Müller never undertook his research trips alone, delighting in his young students’ company. Ernst Haeckel shared Müller’s fascination with animal forms and enjoyed fishing with him, but the same cannot be said for all of Müller’s pupils (Haeckel 1921, pp. 123-25). From the time that Müller arrived in Berlin, he invited gifted students to work with him, sharing his microscopes and preparations. He never had a “lab” in the modern sense of a continuous space with an adjacent office. Until the 1860s, universities in the German territories rarely assigned scientists on-site facilities to dissect specimens and perform experiments. At first, the best that Müller could offer students who wanted to begin their own investigations was two small rooms adjacent to the medical students’ dissecting hall at the Anatomical Institute, located behind the Garnisonkirche. The reports of Friedrich Bidder and Emil Du Bois-Reymond reveal how dark, cramped, and foul-smelling those workrooms were (Bidder 1934, p. 62; Du Bois-Reymond 1887, p. 193). Once the west wing of the university building was renovated in the mid-1830s, Müller began installing students with scalpels and microscopes in odd corners of the anatomical museum, where Du Bois-Reymond conducted experiments and began a makeshift Physiological Institute in the 1850s. Müller and his students also worked in their own living quarters. Jakob Henle and Theodor Schwann studied microscopic preparations at their boarding house at the corner of Mohrenstrasse and Friedrichstrasse, and Du Bois-Reymond measured the electrical activity of frogs’ nerves and muscles in his apartment near the Veterinary School (Merkel 1891, p. 138; Dierig n.d.).
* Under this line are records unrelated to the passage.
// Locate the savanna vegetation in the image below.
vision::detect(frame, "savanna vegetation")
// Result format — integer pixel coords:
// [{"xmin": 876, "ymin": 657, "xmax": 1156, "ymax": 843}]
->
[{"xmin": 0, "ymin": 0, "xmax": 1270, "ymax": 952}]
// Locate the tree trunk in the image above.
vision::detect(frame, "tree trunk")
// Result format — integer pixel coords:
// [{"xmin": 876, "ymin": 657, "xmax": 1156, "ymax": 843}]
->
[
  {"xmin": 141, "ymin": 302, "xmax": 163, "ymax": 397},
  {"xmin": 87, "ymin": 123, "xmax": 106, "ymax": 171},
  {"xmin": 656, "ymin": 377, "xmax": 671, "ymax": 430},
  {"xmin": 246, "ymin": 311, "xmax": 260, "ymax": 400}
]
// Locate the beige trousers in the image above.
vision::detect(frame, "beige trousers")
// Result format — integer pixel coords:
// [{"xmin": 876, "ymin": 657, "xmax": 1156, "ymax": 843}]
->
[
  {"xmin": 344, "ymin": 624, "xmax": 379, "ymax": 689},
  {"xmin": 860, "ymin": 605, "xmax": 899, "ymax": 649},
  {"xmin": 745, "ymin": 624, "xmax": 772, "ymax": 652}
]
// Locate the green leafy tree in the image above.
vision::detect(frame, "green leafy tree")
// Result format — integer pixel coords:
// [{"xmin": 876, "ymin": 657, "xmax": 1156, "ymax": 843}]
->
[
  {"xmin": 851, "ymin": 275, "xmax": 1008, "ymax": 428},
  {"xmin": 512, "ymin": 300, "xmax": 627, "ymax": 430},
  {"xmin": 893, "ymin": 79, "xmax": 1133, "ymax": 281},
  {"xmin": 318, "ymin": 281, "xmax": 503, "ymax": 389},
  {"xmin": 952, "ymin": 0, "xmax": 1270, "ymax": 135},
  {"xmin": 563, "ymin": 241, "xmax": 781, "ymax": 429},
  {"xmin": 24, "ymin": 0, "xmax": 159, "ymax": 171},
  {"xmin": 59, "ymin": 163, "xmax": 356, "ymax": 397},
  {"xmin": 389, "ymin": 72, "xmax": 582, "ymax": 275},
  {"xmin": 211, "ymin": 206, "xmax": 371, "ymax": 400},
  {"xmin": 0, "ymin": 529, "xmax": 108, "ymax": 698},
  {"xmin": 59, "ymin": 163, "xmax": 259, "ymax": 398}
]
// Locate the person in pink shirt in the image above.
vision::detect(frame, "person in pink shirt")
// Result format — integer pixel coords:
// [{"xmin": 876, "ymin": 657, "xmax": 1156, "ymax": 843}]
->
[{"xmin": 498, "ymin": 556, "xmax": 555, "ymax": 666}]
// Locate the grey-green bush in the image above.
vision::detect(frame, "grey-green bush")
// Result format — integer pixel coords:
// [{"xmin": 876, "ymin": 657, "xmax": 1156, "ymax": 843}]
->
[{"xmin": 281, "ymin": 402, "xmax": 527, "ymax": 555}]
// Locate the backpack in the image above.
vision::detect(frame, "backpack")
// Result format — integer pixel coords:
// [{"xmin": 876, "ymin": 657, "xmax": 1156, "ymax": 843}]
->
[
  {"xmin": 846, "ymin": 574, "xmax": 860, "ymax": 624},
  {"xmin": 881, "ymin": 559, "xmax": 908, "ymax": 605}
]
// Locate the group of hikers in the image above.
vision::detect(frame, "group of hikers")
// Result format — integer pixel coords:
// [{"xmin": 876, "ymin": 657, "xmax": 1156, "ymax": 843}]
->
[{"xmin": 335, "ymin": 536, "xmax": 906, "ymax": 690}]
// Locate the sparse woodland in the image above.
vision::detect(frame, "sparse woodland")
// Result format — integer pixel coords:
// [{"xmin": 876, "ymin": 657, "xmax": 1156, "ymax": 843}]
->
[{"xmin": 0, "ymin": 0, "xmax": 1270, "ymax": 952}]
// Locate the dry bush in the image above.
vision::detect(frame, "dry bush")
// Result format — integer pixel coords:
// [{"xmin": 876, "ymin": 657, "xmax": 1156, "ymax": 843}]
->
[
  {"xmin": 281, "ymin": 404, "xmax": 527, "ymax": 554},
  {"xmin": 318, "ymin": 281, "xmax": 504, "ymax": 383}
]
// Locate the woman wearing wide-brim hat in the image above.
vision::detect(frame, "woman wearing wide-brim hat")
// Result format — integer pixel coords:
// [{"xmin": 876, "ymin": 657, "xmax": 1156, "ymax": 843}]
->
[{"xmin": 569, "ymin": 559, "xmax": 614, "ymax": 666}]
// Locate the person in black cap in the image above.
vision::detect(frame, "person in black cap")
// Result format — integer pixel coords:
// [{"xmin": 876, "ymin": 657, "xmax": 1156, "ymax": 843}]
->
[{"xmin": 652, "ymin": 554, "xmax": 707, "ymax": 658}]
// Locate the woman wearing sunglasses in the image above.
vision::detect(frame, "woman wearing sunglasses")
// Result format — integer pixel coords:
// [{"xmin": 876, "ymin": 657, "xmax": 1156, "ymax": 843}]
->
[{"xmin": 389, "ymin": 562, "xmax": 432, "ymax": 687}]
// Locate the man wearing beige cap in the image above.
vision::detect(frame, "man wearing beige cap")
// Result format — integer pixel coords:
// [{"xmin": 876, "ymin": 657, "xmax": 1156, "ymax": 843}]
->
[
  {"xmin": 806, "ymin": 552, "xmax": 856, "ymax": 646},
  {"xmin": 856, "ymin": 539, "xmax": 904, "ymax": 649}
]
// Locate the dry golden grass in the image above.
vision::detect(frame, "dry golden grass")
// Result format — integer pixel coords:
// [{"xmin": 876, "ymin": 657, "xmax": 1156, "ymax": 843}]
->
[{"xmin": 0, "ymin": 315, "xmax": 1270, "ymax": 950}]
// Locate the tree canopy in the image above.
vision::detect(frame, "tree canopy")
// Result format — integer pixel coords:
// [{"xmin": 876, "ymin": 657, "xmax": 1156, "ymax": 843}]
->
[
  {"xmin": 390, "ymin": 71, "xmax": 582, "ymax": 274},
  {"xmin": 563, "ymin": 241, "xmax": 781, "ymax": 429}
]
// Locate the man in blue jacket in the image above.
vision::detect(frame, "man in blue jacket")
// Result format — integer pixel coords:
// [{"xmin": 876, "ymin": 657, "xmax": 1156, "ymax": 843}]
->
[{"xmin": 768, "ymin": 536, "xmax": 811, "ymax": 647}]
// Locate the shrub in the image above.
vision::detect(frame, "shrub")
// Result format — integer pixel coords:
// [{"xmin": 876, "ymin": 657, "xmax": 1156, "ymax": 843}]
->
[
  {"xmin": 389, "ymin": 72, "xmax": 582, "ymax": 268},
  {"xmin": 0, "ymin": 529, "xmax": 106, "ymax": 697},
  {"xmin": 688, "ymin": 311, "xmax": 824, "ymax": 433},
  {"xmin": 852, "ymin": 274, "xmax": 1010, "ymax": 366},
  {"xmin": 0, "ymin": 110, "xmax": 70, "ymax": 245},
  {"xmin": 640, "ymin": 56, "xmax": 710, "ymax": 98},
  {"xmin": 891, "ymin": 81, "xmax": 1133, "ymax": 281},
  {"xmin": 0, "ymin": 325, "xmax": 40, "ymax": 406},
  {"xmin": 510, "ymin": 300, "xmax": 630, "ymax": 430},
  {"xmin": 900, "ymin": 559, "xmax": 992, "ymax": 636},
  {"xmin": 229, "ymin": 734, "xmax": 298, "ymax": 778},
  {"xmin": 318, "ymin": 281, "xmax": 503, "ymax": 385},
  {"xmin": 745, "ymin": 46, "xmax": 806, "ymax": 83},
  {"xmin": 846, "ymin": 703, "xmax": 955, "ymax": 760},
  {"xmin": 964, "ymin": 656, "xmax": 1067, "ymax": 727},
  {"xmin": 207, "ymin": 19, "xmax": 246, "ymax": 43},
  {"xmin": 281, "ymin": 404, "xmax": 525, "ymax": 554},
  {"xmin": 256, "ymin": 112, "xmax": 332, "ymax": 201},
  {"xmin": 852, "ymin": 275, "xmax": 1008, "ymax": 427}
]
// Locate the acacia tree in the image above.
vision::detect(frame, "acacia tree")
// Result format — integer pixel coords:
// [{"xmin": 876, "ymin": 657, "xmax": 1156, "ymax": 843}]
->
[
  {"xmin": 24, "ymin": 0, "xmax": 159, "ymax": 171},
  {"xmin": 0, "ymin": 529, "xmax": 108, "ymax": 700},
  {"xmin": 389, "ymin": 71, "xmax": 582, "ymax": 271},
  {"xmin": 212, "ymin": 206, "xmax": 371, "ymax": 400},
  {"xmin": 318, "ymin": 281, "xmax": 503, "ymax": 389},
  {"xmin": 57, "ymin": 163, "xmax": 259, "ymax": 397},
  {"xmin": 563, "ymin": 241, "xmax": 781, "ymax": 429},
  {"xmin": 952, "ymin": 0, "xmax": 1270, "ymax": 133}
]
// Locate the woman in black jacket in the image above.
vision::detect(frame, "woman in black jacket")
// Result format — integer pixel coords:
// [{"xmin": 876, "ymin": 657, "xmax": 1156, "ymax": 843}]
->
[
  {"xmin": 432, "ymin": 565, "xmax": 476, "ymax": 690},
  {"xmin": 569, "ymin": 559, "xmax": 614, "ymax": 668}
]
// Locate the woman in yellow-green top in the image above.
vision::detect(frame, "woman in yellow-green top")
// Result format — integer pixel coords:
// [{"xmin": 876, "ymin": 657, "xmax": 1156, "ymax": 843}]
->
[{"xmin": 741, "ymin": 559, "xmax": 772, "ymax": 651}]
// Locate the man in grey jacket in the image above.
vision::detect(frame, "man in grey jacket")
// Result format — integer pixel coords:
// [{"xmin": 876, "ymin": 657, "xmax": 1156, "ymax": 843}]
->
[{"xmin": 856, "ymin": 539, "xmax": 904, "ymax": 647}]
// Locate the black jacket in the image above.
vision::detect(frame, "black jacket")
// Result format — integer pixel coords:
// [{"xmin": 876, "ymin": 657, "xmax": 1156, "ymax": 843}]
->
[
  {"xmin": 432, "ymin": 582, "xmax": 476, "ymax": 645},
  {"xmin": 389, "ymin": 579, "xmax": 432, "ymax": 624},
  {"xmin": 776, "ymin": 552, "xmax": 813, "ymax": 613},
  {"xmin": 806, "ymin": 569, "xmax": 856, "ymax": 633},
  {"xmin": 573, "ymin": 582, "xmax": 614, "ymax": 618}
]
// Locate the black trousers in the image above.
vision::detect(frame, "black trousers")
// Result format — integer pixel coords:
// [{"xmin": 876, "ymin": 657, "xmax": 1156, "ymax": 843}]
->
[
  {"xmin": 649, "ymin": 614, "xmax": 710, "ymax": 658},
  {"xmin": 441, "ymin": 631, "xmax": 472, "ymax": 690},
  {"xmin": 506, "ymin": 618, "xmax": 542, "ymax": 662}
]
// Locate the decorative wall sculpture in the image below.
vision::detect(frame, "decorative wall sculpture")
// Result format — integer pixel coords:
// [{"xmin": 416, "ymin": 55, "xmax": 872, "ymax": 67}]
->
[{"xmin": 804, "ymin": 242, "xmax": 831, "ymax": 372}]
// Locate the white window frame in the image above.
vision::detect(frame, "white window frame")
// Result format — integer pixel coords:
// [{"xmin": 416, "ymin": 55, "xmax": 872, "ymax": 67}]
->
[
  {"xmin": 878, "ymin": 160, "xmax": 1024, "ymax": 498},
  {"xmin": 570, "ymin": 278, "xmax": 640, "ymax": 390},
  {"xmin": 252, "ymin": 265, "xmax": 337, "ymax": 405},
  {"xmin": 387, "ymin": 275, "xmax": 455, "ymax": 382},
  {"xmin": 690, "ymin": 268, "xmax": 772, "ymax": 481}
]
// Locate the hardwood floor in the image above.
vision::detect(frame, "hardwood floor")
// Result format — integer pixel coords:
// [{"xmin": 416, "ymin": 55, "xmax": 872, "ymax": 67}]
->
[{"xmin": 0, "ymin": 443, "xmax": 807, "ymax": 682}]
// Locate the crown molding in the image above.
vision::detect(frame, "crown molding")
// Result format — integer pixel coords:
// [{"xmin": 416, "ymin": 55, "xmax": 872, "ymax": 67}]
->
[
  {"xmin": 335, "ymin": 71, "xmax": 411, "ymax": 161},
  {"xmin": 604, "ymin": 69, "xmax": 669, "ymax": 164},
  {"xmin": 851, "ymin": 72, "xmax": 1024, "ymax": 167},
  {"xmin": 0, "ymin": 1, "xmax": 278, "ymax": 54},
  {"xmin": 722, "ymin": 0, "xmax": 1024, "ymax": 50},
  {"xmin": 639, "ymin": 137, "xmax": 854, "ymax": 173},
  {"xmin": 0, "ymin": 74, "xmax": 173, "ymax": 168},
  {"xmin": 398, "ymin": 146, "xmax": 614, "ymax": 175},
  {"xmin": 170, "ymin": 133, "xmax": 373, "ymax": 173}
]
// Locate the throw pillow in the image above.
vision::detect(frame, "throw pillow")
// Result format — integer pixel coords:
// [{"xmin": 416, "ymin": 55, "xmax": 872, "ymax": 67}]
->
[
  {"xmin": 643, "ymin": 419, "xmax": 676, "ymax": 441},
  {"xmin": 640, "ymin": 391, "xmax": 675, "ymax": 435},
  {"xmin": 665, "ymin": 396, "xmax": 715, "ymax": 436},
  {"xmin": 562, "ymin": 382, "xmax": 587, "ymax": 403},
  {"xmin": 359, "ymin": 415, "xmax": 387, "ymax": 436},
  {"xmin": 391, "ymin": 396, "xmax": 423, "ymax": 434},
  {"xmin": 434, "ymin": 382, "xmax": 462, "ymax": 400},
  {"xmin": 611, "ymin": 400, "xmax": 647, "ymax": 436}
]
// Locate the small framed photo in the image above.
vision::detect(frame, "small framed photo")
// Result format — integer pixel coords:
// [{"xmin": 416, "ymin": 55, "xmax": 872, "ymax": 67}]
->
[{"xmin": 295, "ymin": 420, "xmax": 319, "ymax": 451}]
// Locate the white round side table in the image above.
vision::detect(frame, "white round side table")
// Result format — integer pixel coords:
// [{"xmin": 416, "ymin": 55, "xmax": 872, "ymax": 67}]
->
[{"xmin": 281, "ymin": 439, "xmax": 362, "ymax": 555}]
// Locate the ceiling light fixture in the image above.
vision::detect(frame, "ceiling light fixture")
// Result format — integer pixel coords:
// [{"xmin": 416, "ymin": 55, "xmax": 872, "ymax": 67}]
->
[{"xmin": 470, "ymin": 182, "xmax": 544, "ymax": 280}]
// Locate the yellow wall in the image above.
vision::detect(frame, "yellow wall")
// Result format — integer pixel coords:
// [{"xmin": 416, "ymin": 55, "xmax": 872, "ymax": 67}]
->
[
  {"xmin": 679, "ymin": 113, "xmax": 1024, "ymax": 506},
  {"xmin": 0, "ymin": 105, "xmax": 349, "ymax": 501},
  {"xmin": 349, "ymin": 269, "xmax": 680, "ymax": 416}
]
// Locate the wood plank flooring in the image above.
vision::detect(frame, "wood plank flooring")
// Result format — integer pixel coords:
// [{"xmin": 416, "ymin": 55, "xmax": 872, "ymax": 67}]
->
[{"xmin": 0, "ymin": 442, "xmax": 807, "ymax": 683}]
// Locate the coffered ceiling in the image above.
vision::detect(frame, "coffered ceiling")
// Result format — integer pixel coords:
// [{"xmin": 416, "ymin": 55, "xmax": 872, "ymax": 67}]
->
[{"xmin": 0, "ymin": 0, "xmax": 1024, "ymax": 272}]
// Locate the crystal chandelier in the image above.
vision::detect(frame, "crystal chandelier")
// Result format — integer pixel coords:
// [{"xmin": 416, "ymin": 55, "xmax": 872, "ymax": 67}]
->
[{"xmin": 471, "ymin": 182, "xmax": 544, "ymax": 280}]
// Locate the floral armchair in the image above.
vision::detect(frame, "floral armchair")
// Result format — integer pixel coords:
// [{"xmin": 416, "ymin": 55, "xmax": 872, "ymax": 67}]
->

In addition to teaching and performing research, Müller performed burdensome administrative duties. He served as Dean of the Medical Faculty in 1835-36 and 1842-43 and Rector of the Berlin University in 1838-39 and 1847-48. This last term proved truly unfortunate, since in March 1848 when Berlin’s citizens fought Prussian troops at the barricades, Müller became directly responsible for mediating between radical students (led by two of his brightest former pupils, Rudolf Virchow and Robert Remak) and the Prussian King. A conservative at heart, Müller felt loyal to the Prussian Cultural Ministry that had facilitated his career, and he feared that the liberals’ and radicals’ attempts to create democracy would bring poverty and social chaos. He also worried that an angry mob would loot the university building and destroy his precious anatomical museum. Du Bois-Reymond claims that Müller personally stood guard “with his sword girded” at the university gate, but his dramatic account seems over-exaggerated (Du Bois-Reymond 1887, p. 275). Twice Cultural Minister von Ladenberg summoned Müller and scolded him for failing to control the rebellious students, threatening government intervention if Müller could not make them behave (Lenz 1910, pp. 250-53). Rudolf Virchow declared that Müller was “no politician,” the worst possible man for such a sensitive job (Virchow 1858, p. 37). As soon as the semester ended, Müller suffered another paralyzing depression and was unable to resume his research until the spring of 1849.